Abstract
Introduction: Medication errors contribute up to 8% of all hospital admissions. Minimising the number of information transferrals and improving communication may increase the quality of drug treatment.
Material and methods: The effect of introducing shared charts for prescription and administration on the quality of drug handling in a hospital was evaluated using chart review and observation of medicines administration.
Results: Comparison of prescriptions in hospital records and nurse charts for medicines administration for 20 patients prior to introducing common charts revealed in no case consensus regarding all medications. One year after introducing the shared charts prescriptions of the regular and on demand medication were correct and signed for 88% and 48%, respectively, on a patient basis. Ninety‐five percent of the regular administrations were correct and signed. Potential interactions were identified with 8% of the prescriptions. Discharge medication was stated in 65% of the discharge letters to the family doctors. Complete agreement on admission medication between the patient and family doctor was found in 39%.

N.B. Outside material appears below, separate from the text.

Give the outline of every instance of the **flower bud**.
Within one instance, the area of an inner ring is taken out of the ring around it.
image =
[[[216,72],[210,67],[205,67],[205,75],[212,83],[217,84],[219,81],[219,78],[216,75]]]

Conclusion: Shared charts for prescription and administration represent a significant step towards safe and rational medical treatment. However, it is more time consuming. The thorough analysis increased the attention on all aspects of medicine handling. It also provided a firm basis for the succeeding detailed specification of a complete integrated and electronic handling of all aspects of the medication process. Improvement of communication between all parties involved in treatment of the same patient represents an important potential for further improving quality and safety of drug treatment.